In 1851 William White wrote “The Parish of Rowley Regis forms part of the great Barony of Dudley and contains 7,438 inhabitants and 3,350 acres of land, of which the executors of the late Earl Dudley are lords and owners, and hold Court Leet here in September. The parish comprises the large but indifferently built village of Rowley, seated on the declivity of a lofty hill two and a half miles S.E. of Dudley and about 20 hamlets all of which maintain their poor conjointly, and are occupied chiefly by nailers, chain makers and the miners, forgemen etc  employed in the extensive coal and iron works here. “

Twenty hamlets are listed by White in 1851:

Blackheath, Corngreaves, Cradley Heath, Gosty Hill, Haden Cross, Haden Hill, Hayseech, Knoll, Lye Cross (near Oakham, not to be confused with Lye near Cradley Heath), Oakum (Oakham), Old Hill, Portway, Powke Lane, Reddal Hill, Tipperty Green, Tividale, Turner’s Hill, Windmill End, Whiteheath Gate, Slack Hillock and the other houses in Rowley Village.

In his book A History of the Black Country, published in about 1950, J Wilson Jones, a former Librarian for Blackheath, considers that, at the time of the Enclosure Act of 1799, there were hamlets at:

The Brades (near Oldbury, developed circa 1780 owing to the Iron Works), Tividale (near Dudley, also with a large Iron Works. Developed upon Sheldon Estates.), Oakham (an early settlement as by its name the dwelling in the Oaks), The Knoll (later known as Knowle), Ibberty (Tipperty) Green (a manorial mill), Windmill End (another manorial mill), Old Hill, Reddal Hill, Cradley Heath. Lawrence Lane,  Longtown,  Corngreaves, Hayseech and Gorsty Hill.  He suggests that these hamlets consisted of about twelve or more homesteads plus  groups of from three to six houses or homesteads at Whiteheath Gate, Portway, Turner’s Hill and Perry’s Folly (Perry’s Lake).  There are differences between the lists, but they are largely the same.

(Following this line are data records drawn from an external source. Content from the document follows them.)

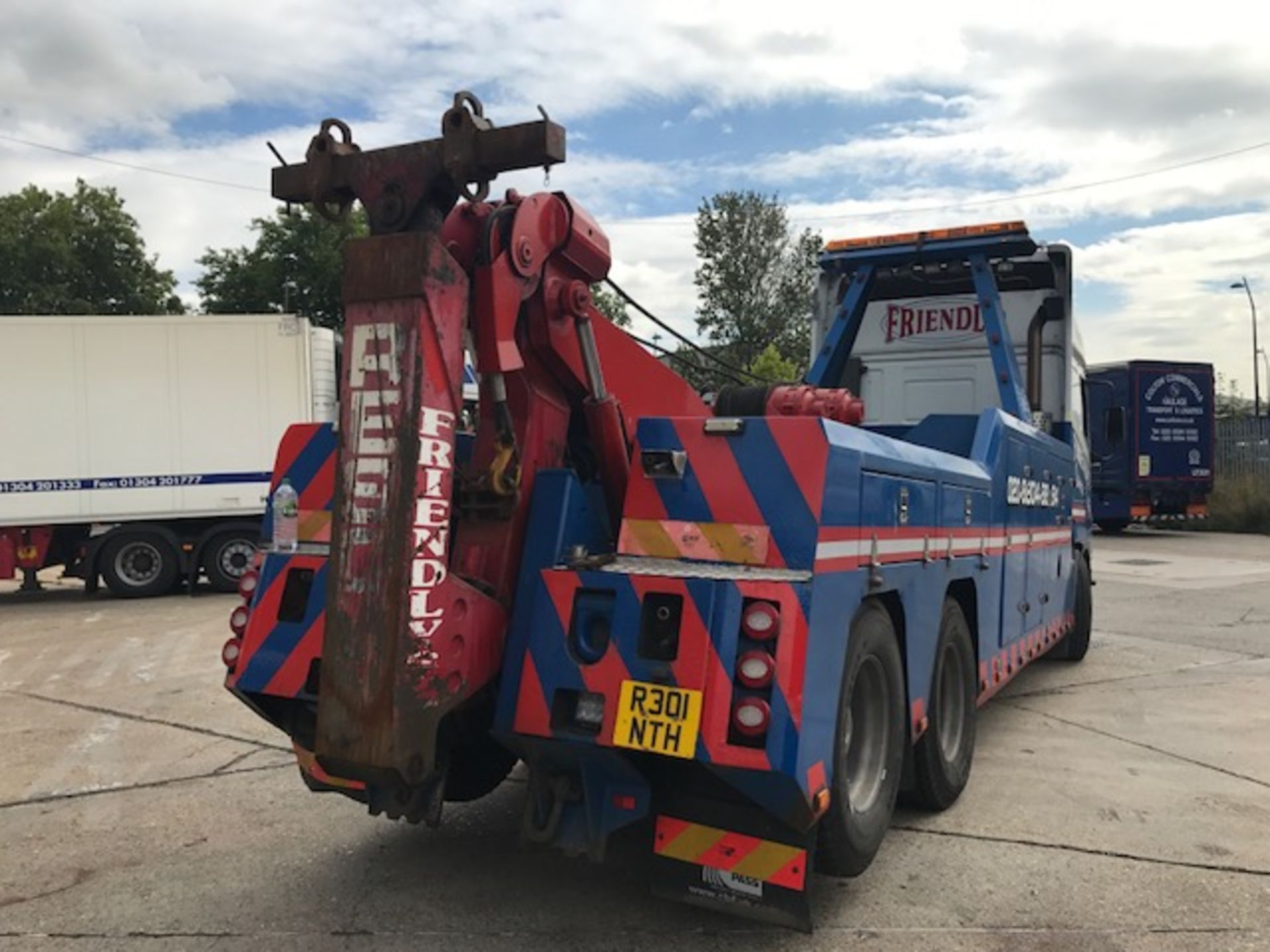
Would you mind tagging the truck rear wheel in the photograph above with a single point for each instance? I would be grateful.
(226, 557)
(139, 564)
(1076, 645)
(869, 752)
(943, 756)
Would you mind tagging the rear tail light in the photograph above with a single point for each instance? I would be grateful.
(751, 716)
(755, 669)
(589, 711)
(761, 621)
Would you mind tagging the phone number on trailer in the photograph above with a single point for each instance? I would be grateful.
(113, 483)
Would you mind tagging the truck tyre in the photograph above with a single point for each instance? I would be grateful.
(1076, 645)
(139, 565)
(226, 557)
(943, 754)
(869, 746)
(476, 770)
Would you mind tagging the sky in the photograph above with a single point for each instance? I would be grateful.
(863, 118)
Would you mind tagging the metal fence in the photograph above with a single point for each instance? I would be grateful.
(1242, 448)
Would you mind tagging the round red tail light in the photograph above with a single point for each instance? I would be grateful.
(755, 669)
(761, 621)
(751, 716)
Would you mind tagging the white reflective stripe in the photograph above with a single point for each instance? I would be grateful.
(898, 546)
(937, 543)
(837, 550)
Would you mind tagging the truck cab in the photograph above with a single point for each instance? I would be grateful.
(920, 349)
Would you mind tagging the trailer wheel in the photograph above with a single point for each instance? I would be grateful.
(226, 557)
(139, 565)
(943, 754)
(869, 750)
(1076, 645)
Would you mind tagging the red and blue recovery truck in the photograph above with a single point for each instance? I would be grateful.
(736, 630)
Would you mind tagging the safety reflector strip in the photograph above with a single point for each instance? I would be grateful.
(314, 526)
(763, 859)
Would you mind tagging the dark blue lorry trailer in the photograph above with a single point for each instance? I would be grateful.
(1151, 433)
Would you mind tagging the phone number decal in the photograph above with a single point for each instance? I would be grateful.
(130, 481)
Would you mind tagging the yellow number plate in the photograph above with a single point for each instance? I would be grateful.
(658, 717)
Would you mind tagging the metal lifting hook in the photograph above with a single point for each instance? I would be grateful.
(466, 99)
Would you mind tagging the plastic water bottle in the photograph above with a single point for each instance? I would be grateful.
(286, 517)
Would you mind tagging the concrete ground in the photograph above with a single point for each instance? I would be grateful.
(1119, 804)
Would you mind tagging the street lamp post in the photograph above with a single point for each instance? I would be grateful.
(1256, 370)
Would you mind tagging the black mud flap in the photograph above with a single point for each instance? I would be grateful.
(733, 859)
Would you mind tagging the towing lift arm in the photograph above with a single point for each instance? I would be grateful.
(429, 524)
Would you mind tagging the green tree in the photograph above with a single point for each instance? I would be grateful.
(755, 278)
(611, 305)
(78, 253)
(1228, 399)
(770, 366)
(295, 266)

Wilson Jones notes that Perry’s Lake was sometimes known as Perry’s Folly which suggests a connection with an individual and an intriguing tale which I will relate if I can find out any more about it. Local people tell me that their families called Perry’s Lake Heaven when they lived here, in the early and mid 20th century, although I have found no formal record of these names.   The reason for these variations is unknown but it is not the only local place to have had several different names over the centuries. 

Some of these hamlets, such as Cradley Heath and Old Hill thrived and expanded into substantial separate communities over time, others faded from history and it is these ‘lost hamlets’ which are the subject of my study, although interesting stories about other parts of Rowley Regis may appear from time to time, if I find these in the course of my research.